Despite his nontraditional beliefs, Freeman has been traveling the world to learn about different religions for his new six-part National Geographic series, "The Story of God," premiering April 3.
"Why does almost everybody in the world have a God belief, however it's manifested, and why? It's a universal reality," Freeman said in a February interview at the National Geographic offices in downtown Washington.
In the show, Freeman visits the Wailing Wall in Jerusalem to discuss the existence of a messiah and travels the Ganges River in India to discuss Hindu understandings of life, death and rebirth. He takes viewers into Egyptian tombs and Aztec ruins.
Even though Freeman questions God's origins, he doesn't approach other religions with skepticism. "I'm not there to question the authenticity of their belief or faith, merely to learn from them," Freeman said.
"There's a presupposition that God exists in our series," added executive producer Lori McCreary, who accompanied Freeman at the interview.
Freeman and McCreary were particularly taken with Kinaalda, the Navajo coming-of-age ritual. Navajo girls around the ages of 12 to 14 (depending on when menstruation begins) go through the four-day rite that involves living austere lives, running toward the east every morning and grinding corn for cakes in the evening.
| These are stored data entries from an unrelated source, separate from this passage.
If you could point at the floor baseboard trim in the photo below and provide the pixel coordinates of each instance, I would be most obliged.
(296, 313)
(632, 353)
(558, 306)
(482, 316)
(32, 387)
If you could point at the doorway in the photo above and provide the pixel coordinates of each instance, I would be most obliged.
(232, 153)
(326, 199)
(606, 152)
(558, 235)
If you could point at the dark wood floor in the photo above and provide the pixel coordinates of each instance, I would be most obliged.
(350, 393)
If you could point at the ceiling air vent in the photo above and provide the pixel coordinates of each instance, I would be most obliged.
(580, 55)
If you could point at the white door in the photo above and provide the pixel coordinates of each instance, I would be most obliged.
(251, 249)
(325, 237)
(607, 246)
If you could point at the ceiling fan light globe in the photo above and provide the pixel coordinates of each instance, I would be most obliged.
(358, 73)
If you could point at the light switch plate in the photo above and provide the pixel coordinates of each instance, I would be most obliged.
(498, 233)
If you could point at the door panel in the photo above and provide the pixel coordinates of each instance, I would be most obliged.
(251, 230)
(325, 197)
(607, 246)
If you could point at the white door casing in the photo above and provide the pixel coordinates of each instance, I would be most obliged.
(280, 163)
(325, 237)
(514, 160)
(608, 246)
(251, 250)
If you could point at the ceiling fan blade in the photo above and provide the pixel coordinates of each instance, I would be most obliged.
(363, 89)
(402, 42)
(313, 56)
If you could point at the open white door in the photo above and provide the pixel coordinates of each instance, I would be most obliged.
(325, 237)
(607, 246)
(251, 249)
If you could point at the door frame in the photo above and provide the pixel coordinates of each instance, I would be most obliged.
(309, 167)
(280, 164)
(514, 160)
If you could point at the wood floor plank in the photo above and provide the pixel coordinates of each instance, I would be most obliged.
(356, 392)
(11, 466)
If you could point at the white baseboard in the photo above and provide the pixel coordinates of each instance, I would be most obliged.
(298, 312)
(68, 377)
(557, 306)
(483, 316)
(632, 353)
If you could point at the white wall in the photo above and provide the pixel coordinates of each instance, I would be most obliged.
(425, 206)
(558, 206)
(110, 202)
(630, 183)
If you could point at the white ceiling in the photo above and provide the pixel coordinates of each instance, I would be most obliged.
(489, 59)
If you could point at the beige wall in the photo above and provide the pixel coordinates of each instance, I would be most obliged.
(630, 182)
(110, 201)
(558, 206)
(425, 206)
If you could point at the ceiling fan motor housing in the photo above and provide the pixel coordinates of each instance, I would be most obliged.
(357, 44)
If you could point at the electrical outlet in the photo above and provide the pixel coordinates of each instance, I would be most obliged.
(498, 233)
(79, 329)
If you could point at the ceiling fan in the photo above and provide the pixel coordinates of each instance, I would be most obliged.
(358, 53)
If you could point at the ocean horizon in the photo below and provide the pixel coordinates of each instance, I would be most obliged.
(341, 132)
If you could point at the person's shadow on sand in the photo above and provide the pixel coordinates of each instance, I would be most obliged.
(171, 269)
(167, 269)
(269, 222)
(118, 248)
The ritual ends with a public ceremony of dance and song.
"It's emotionally and physically demanding," said McCreary, who was so moved by the ritual that she is still brought to tears whenever she views the footage.
Freeman also examines the ways science and religion can coexist — like when he talks with BINA48, a cyber consciousness that could be the future of life after physical death.
"One day a robot-like clone of a person's mind might be created," Freeman narrates in the premiere. "But would it really be them?"
McCreary, who is also chief executive and co-founder with Freeman of the production company Revelations Entertainment, often talks about religion with her niece and nephew because of what they see about religion on TV and in the news.
Most of the time religion is used as "window dressing" or the public reason for political conflicts and that leads to "misrepresentations and distortions," said James Younger, another executive producer of the show.
Revealing "truth," which is part of the Revelations Entertainment mission, does not mean pronouncing who is right and who is wrong. McCreary, Younger and Freeman want to challenge the "tyranny of certainty" and the "arrogance" that comes with it.
McCreary wants "The Story of God" to look at religion deeper, beyond the "small bits and pieces" we get "in a sound bite world."
"Hopefully the veil will be lifted and we'll be able to see each other in a new light," McCreary said.
And Freeman does more than just listen to others in "The Story of God." Occasionally he reflects on his own spiritual experiences. In the premiere, for instance Freeman shares about seeing a light while passing out once.
"What I perceived was the tiniest beam of light that, to me, was the final form of life," Freeman said. "It just occurred to me, holy cow there it is. There is the light that everyone talks about."